During the summer months, a road trip almost seems like a necessary rite of passage for drivers young and old. AAA estimates that four-in-ten adults plan to take trips during the year, with 68% of these family travelers making their trip during summer vacation. With the school-year closing out, it isn’t surprising that many parents plan their vacations around this time of year. While road trips are associated with great memories and fun, improper preparation can lead to stressful situations that impact the whole trip.

Road Trip Dangers

Road trips pose the same general risks as driving on the road. However, they involve much more highway travel at high speeds than typical travel. On the freeway, several complications could get in the way of a flawless road trip.

  • Contextual incidents – Contextual incidents involve random accidents, like flat tires, caused by issues or obstacles on the road. Running out of gas can also be a contextual incident if the driver doesn’t check how long a stretch of road is before the next gas station.
  • Highway traffic – Highway traffic can be dangerous when drivers don’t follow basic safety practices. For example, rear-end collisions are caused by speeding cars that weave in-and-out of traffic. If these drivers slam on their brakes after miscalculating their speed, they can cause collisions. Truck-related incidents also cause dangerous collisions in congested areas or when they attempt to overtake other trucks by merging into faster lanes.
  • Driver distraction – Distracted driving is a dangerous, self-caused issue that can occur during long-drawn trips. Sleepiness, talking with other passengers, or navigating through your playlist can all cause car accidents by taking your attention away from the roadway.

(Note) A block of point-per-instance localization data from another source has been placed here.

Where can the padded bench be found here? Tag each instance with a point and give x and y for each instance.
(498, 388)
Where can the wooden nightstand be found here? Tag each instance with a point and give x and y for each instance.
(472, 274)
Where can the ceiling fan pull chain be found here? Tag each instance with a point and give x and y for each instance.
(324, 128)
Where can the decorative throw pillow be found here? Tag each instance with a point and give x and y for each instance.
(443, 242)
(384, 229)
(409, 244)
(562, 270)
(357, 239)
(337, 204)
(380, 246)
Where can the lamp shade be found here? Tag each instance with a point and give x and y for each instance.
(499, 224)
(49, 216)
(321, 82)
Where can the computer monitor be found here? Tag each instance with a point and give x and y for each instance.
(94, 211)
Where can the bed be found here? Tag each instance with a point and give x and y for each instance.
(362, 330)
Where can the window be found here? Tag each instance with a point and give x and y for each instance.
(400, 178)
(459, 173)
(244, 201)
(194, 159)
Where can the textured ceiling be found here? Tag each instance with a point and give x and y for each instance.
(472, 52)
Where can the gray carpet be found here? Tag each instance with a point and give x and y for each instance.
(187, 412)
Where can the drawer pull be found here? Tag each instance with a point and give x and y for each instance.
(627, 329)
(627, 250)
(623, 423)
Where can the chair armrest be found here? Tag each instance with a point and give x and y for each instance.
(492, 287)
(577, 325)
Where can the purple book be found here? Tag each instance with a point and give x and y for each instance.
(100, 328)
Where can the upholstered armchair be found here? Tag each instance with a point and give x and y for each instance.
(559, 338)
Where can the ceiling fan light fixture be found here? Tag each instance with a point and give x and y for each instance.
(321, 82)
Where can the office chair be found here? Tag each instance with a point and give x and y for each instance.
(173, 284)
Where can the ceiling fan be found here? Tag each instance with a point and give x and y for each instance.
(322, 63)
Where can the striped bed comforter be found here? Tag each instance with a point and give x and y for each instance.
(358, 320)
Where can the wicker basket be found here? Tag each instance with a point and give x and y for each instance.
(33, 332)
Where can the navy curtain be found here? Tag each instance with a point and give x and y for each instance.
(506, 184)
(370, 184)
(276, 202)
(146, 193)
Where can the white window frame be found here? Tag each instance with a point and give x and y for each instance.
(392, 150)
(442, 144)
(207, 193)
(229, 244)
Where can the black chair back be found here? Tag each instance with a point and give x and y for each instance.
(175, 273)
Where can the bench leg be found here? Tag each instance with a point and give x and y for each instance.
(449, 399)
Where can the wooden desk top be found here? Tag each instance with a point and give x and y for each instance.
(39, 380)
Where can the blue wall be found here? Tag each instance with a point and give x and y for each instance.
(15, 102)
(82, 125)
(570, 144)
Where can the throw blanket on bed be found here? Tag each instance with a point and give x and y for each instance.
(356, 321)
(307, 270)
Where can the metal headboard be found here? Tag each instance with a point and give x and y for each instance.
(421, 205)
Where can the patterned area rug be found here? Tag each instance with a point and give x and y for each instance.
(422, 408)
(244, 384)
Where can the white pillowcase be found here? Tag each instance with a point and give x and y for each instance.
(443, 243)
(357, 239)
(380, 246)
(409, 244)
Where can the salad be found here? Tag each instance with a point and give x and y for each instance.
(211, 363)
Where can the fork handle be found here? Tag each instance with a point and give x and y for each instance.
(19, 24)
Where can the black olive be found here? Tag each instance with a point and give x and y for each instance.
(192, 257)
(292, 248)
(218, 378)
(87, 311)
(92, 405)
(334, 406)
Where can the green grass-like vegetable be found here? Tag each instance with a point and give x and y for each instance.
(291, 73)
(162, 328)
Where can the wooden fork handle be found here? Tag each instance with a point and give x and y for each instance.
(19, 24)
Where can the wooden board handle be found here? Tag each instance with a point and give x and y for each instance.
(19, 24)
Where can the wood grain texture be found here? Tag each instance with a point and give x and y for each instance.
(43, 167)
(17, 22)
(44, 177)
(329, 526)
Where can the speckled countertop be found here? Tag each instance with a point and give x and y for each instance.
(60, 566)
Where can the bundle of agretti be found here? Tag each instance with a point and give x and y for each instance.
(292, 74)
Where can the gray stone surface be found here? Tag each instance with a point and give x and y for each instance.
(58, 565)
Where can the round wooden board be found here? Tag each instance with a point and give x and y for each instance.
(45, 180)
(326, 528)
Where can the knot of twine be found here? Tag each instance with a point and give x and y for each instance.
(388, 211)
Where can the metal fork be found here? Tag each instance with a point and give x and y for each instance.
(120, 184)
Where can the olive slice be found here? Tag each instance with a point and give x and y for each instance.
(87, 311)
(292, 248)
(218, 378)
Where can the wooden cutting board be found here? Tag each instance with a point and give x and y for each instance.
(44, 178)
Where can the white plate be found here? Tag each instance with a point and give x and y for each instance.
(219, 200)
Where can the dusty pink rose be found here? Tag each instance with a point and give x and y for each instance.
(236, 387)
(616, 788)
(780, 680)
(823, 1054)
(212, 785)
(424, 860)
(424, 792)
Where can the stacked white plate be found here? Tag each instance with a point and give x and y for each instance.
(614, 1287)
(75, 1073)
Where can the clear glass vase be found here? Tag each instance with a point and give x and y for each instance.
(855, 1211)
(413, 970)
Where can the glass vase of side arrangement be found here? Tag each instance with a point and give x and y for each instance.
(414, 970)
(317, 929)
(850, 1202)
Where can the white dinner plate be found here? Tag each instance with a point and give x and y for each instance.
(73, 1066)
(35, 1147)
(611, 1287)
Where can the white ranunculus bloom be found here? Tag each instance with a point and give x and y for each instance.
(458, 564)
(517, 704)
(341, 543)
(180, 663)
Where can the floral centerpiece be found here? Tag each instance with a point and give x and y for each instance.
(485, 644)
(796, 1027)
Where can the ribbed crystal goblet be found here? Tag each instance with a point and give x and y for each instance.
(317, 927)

How to Prepare for Your Road Trip

Preparation is necessary before starting your road trip, especially during the hot summer months. Pre-trip planning is essential to prevent completely avoidable accidents that can add hours to days onto your trip.

  • Visit a mechanic – Before trusting your car to traverse potentially hundreds of miles, make sure your car is equipped to handle the trip. Take your car to the mechanic to check the following components: your car’s oil level, the air in your car’s tires, your tires’ tread, and your car’s battery level. Making sure your car is in running condition can prevent car malfunction during your trip.
  • Plan your trip beforehand – Though it might seem fun to exercise spontaneity during a summer road trip, this isn’t always the best course of action. It’s best not only to know where you’re going for fun, but to plan your overnight stops and gas station exits based on your car’s mileage. Always keep a viable form of direction, like a map or GPS system, on hand just in case you need to make emergency stops.
  • Keep an Emergency Kit in Your Car – You should always keep an emergency kit in your car even when you’re not taking a road trip. Fully equipped emergency kits include: an extra tire, a jack to replace a tire, an air pressure gauge, jumper cables, a basic tool set, and a life hammer. A life hammer can tear seatbelts and break windows in the case of emergencies.
  • Pack beforehand – Gather everything you need within the week before your trip. Do not leave everything to the last minute before a big trip – it’s easy to forget small, but important details that could impact your trip in the future.
  • Know your passengers’ details – If you’re road-tripping with friends this summer, make sure you know their insurance details and whether they’re stashing illegal substances. Even though you may be the designated driver on your road trip, remember that open container and possession laws still apply.

Before taking off this summer, remember to follow these safety tips to ensure your trip runs smoothly.